Notes: Guzman arrives at camp
Infielder solves visa problems in Dominican Republic
ST. PETERSBURG -- Joel Guzman arrived in camp Tuesday morning to earn the distinction as the first to arrive from a troika of Rays players struggling with visa problems.
Waiting for his visa to come through proved frustrating for Guzman.
"Oh man, I was like dying to be here," Guzman said. "You're waiting and waiting for a call, just to be here, waiting for something to happen."
Guzman completed all of his required paperwork to obtain a visa early and hoped to be in camp by Feb. 14, only it didn't work out that way.
"It takes time, that's why I tried to do it early," Guzman said. "For me, [this year] was the longest time [it's ever taken]. Last year it took some time, but this year there's something different we have to do, like take a physical, and it takes time to get results."
Delays were inevitable.
"They always ask for something else," Guzman said. "This year there's a new rule. For each player it's something different."

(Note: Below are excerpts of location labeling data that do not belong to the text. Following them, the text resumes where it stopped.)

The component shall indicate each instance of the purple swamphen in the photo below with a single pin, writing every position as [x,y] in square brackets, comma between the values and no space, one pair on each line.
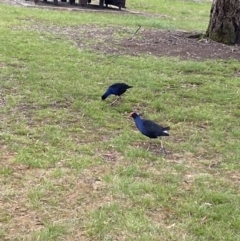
[116,89]
[150,128]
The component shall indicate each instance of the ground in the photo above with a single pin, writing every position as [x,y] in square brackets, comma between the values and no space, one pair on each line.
[180,44]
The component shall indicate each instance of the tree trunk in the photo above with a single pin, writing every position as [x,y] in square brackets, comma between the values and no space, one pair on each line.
[224,24]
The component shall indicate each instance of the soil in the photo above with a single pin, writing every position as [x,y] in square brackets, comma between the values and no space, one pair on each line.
[184,45]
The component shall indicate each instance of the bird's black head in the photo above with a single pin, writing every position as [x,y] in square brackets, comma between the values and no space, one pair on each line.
[133,115]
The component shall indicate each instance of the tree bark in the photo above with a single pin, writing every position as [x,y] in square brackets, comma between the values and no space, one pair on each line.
[224,24]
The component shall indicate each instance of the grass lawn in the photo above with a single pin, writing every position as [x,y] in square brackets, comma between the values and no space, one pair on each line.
[75,168]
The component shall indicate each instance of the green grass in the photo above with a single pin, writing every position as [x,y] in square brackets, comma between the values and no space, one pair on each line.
[75,168]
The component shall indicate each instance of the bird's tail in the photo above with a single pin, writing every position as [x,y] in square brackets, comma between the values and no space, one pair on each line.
[165,131]
[104,96]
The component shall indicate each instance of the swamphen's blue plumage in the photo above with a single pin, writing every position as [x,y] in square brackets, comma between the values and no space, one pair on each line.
[116,89]
[150,128]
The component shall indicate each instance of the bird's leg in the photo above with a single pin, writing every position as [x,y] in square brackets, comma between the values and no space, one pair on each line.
[149,144]
[117,100]
[162,147]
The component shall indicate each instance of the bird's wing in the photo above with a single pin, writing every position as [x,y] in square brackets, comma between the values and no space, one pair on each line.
[152,127]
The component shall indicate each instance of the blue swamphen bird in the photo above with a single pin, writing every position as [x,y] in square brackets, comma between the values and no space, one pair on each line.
[116,89]
[150,128]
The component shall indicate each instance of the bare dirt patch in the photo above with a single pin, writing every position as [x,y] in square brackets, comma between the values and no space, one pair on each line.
[123,40]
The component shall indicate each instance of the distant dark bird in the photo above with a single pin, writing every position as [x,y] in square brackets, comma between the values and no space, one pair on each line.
[150,128]
[116,89]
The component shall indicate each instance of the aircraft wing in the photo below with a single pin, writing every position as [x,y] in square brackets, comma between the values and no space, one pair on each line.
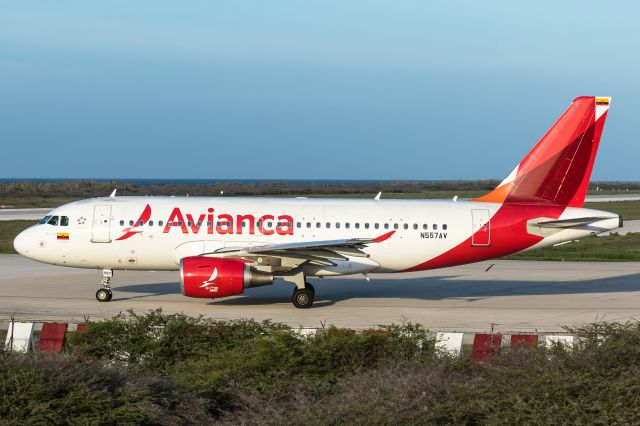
[314,252]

Guzman finally arrived Monday night around 11 ET.
Despite the delay, he feels ready to play. Guzman, along with Willy Aybar and Juan Salas -- the other two Rays players with visa problems -- has been working out at the Rays academy in Santo Domingo, Dominican Republic. He understands the competitive situation he is entering into this spring.
Guzman is in competition for the starting third-base job if Evan Longoria does not win the spot in the spring. And if Longoria does win the job, Guzman will be in competition for a utility role with the team. He can play all of the infield positions, and the Rays plan to take a look at him in the outfield as well.

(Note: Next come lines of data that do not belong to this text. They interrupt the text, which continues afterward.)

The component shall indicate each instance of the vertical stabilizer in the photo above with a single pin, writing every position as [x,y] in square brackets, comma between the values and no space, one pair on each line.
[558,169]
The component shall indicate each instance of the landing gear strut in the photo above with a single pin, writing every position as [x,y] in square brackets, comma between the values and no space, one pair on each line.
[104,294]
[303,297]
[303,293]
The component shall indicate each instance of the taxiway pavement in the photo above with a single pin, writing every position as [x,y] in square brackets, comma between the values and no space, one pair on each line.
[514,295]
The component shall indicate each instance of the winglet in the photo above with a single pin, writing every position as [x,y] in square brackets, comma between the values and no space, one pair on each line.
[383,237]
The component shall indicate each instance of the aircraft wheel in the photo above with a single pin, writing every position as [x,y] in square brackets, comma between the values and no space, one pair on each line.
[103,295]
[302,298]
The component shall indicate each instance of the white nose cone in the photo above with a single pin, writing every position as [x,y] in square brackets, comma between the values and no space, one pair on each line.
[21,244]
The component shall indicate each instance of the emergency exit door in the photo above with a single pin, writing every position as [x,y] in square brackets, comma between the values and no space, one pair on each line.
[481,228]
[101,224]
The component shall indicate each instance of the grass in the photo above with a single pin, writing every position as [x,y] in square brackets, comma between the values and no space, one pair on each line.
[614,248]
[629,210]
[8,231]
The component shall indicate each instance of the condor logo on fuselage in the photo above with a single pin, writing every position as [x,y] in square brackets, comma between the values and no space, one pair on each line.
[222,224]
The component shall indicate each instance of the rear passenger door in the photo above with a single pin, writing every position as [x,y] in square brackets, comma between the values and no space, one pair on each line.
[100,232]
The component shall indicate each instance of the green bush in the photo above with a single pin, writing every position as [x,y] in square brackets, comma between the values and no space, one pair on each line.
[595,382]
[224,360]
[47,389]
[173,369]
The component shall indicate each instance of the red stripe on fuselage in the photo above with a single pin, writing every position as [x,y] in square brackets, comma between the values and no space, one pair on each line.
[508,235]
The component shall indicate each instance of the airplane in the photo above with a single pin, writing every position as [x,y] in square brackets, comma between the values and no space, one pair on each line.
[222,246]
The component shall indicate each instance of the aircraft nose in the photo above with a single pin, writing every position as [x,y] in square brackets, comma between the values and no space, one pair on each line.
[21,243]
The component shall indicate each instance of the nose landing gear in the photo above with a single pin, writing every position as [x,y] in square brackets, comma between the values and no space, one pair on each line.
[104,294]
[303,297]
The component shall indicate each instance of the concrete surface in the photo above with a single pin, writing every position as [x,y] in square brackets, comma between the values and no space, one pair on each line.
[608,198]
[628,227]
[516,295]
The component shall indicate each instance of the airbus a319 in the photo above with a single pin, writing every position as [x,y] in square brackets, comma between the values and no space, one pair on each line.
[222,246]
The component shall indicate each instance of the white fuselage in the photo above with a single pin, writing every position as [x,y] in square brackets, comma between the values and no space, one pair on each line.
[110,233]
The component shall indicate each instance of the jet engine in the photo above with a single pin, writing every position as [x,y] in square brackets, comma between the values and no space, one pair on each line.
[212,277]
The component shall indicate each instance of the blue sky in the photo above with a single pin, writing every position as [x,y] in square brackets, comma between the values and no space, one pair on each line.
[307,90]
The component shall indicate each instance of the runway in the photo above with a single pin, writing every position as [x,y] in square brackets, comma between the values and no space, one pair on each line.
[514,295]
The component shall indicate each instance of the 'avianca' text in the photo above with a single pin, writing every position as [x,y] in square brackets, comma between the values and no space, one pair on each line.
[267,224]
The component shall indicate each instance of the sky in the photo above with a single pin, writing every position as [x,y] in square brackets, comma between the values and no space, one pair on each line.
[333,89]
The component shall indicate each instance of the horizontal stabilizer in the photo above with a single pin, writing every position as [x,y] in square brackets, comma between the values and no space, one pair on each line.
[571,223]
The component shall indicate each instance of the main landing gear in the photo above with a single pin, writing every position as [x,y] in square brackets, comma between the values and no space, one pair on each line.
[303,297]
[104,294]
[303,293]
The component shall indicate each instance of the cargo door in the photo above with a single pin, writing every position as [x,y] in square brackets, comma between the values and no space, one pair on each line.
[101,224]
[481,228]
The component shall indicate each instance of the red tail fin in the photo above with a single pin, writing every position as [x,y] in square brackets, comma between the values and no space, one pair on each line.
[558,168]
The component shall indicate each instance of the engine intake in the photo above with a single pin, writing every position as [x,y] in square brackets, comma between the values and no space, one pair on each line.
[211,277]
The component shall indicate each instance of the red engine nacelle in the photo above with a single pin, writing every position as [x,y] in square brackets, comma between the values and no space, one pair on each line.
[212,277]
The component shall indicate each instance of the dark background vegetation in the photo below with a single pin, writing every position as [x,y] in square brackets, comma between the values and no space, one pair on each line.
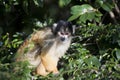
[95,50]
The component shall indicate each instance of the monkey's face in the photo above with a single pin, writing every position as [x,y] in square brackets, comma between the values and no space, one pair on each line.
[63,30]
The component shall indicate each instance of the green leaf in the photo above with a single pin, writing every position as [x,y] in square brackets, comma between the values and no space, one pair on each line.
[75,16]
[83,17]
[92,61]
[38,3]
[64,2]
[118,54]
[91,16]
[107,6]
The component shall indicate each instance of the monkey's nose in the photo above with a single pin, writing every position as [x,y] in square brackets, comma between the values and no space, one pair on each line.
[62,38]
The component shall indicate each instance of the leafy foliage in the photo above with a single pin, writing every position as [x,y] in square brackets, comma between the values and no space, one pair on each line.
[94,53]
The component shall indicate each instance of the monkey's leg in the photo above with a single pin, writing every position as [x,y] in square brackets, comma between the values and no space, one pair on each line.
[50,63]
[40,70]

"Oh yeah, I know the situation [in camp]," Guzman said. "I'd rather be here. ... It's frightening if you're not here. You're home watching TV or SportsCenter, and they're giving Spring Training reports. And I'm like what am I doing here?"
Aybar next: While Guzman reported Tuesday, Aybar is expected to be in camp Wednesday. Maddon sounded intrigued about seeing Aybar, whom the Rays acquired from Atlanta for left-hander Jeff Ridgway. Once considered one of the Dodgers' top prospects, Aybar, 24, hit .313 for the Braves in 36 games in 2006 but missed all of the 2007 season due to an injured right wrist and personal matters. Since the trade took place, Aybar was arrested and jailed in the Dominican Republic on domestic violence charges that were eventually dropped.
"I've heard all about [Aybar], read all the different numbers, and everyone speaks well about his offense, his plate discipline, his hitting abilities," Maddon said. "And I've heard different things about his defense. I want to see that. I've heard he could be a pretty good defender. So I want to see all of that, and imagine what he can play beyond one position."
Maddon said he's still uncertain when Salas will report.
On the links: The Rays golf tournament Monday managed to raise $100,000 for the Rays Baseball Foundation, the charitable arm of the organization.
Rays broadcaster Joe Magrane and coach Tim Bogar were on the winning team that included Dr. Larry Williams, Dr. Joe Boulay and Mike Vandiver.
Chad Orvella won the longest drive contest with a drive of 340 yards, and Maddon won the closest to the pin competition.
Intrasquad action: Tuesday's six-inning intrasquad game saw "Martinez's Muddogs" beat "Foley's Feinsteins," 2-1. The game was scoreless for the first four innings before the Muddogs scored runs in the fifth and sixth innings. Jonny Gomes made two diving catches in right field, robbing hitters of potential base hits.
In addition, Akinori Iwamura went 2-for-2 and played well at second base.
"I liked [the way Iwamura looked at second]," Maddon said. "Him and [shortstop Jason] Bartlett are really moving well."
The Rays will play another intrasquad game Wednesday at 11 a.m. at the Raymond A. Naimoli Complex.
Three sign: Shawn Riggans, Andy Sonnanstine and Aybar all have agreed to terms on contracts, leaving Scott Dohmann, B.J. Upton and Jae Kuk Ryu as the only unsigned players in camp.
Bill Chastain is a reporter for MLB.com. This story was not subject to the approval of Major League Baseball or its clubs.